I realized that this was a perfect situation for me to let my son fail because the stakes were low. If his device didn’t work and the spider got away, then no big deal. There would just be one more of many spiders living in our house. So, I encouraged him to try it out.
The instant he lifted the foam roller up, the tissue blew off of it. He could see that he needed to secure the tissue, rather than just lay it on top. He brainstormed on how he could best secure the tissue and came up with ideas of using tape or a rubber band. Since we had a large rubber band handy, we added that to the device and tested it again. He lifted the foam roller and the tissue stayed fixed to the top! We’d passed our first success metric.
Next, we knew we had one shot at the spider before it would be alerted and run away, so we had to make sure that we could reach the ceiling with the device. In a different part of the room, he tried standing on the couch and lifting his device. It left a two foot gap between the top of the device and the ceiling. He looked for something taller to stand on and brought out our step stool. Now, the gap was down to less than a foot. He still couldn’t reach the ceiling but it was pretty close. We asked ourselves: could we climb higher, or make our device a little longer?

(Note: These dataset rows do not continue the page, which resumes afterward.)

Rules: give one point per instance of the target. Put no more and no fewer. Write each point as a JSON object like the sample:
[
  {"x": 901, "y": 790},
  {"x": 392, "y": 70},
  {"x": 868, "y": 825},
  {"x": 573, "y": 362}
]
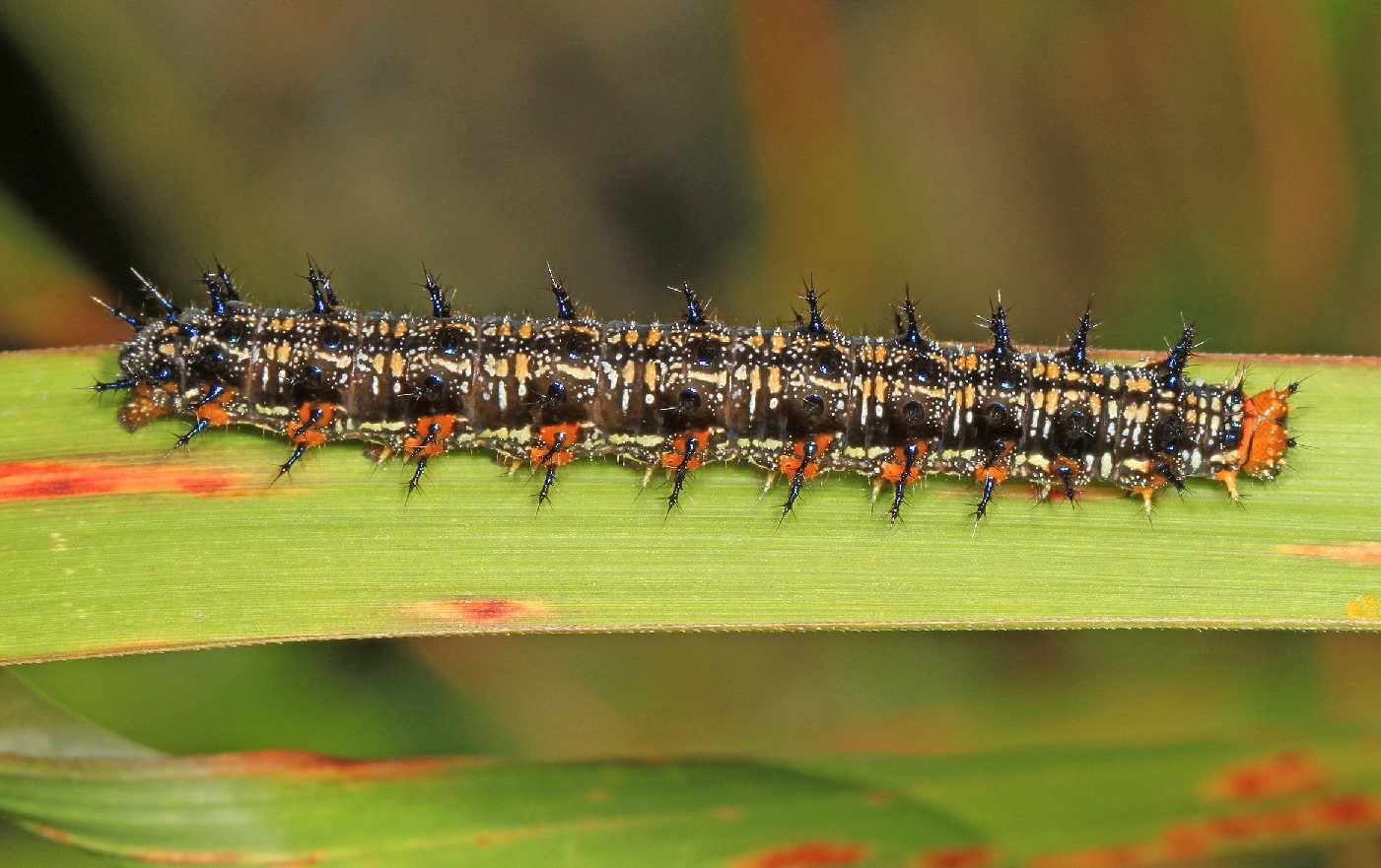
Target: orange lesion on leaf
[
  {"x": 1284, "y": 774},
  {"x": 806, "y": 854},
  {"x": 1355, "y": 552},
  {"x": 975, "y": 856},
  {"x": 38, "y": 479},
  {"x": 1203, "y": 836},
  {"x": 472, "y": 610},
  {"x": 1364, "y": 607}
]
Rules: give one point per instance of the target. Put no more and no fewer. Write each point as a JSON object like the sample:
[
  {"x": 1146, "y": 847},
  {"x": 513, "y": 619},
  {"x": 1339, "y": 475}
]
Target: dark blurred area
[{"x": 1216, "y": 162}]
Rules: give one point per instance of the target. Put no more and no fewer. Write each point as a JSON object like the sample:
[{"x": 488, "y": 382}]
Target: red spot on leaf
[
  {"x": 1284, "y": 774},
  {"x": 1349, "y": 812},
  {"x": 307, "y": 765},
  {"x": 471, "y": 610},
  {"x": 809, "y": 854},
  {"x": 24, "y": 481},
  {"x": 956, "y": 857}
]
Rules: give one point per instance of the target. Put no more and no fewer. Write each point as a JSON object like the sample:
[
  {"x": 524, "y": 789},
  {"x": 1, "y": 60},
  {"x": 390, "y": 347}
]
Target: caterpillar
[{"x": 794, "y": 400}]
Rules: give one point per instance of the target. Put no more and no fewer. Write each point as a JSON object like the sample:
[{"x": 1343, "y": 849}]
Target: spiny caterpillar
[{"x": 794, "y": 400}]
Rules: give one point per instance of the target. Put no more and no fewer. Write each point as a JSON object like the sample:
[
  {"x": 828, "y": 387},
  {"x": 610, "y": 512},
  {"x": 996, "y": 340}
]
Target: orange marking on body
[
  {"x": 996, "y": 474},
  {"x": 977, "y": 856},
  {"x": 809, "y": 854},
  {"x": 1284, "y": 774},
  {"x": 214, "y": 410},
  {"x": 554, "y": 444},
  {"x": 426, "y": 443},
  {"x": 311, "y": 420},
  {"x": 1229, "y": 478},
  {"x": 1264, "y": 439},
  {"x": 23, "y": 481},
  {"x": 681, "y": 444},
  {"x": 788, "y": 465},
  {"x": 895, "y": 467}
]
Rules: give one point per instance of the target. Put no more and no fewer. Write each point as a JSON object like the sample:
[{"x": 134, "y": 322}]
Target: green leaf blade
[{"x": 110, "y": 548}]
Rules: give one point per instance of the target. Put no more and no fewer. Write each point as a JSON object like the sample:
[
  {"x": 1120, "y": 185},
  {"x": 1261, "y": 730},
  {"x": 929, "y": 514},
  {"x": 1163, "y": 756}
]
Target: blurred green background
[{"x": 1216, "y": 162}]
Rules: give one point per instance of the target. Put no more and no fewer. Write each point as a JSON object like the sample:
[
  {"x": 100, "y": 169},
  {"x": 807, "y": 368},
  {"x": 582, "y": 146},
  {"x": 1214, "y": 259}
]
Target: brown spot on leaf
[
  {"x": 315, "y": 767},
  {"x": 1284, "y": 774},
  {"x": 808, "y": 854},
  {"x": 1364, "y": 607},
  {"x": 957, "y": 857},
  {"x": 471, "y": 610},
  {"x": 24, "y": 481},
  {"x": 1353, "y": 552}
]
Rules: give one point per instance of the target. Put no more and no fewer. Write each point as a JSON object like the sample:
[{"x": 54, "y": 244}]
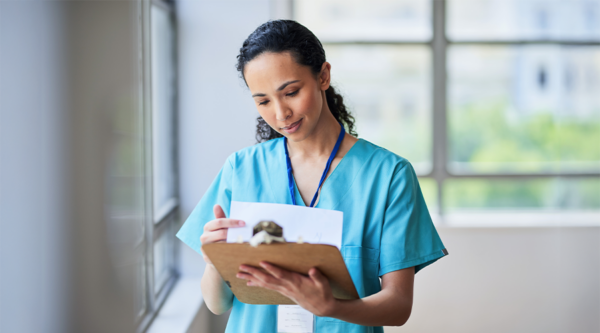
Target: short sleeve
[
  {"x": 409, "y": 237},
  {"x": 219, "y": 192}
]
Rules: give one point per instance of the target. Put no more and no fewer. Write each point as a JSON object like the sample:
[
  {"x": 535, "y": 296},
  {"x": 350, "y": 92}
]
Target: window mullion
[{"x": 439, "y": 118}]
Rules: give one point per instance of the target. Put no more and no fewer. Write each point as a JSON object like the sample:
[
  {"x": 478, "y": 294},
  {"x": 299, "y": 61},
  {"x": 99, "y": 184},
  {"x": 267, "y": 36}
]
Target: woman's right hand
[{"x": 216, "y": 230}]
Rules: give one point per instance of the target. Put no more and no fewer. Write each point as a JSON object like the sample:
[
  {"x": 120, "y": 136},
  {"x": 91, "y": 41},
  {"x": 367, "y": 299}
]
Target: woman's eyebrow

We turned to our recycling bin for inspiration and found an empty tissue box. We reconfigured the device so that the tissue box was taped to the end of the foam roller, and then secured the tissue to the top of the tissue box with the rubber band. He climbed up on the step stool once again and, finally, he confirmed that he could reach the ceiling. We’d passed our second success metric.
After cycling through three designs and five tests, he was ready to take aim. He got it!!!
Throughout the process, I put on my coaching hat and did my best to guide my five year old and help him generate ideas, but let him make decisions and try things out. Even though his initial solution was a failure, he didn’t let it defeat him. Instead, he was excited and engaged to problem solve together. He was ultimately successful because he practiced rapid prototyping, testing, and iterating.
Unfortunately, getting the spider had left a bit of a mark on the ceiling, so it was back to the drawing board to invent something else to clean it. After the success of his first solution, I had no doubt that my junior inventor could come up with something. It might not be in the first shot, but I knew we’d get there.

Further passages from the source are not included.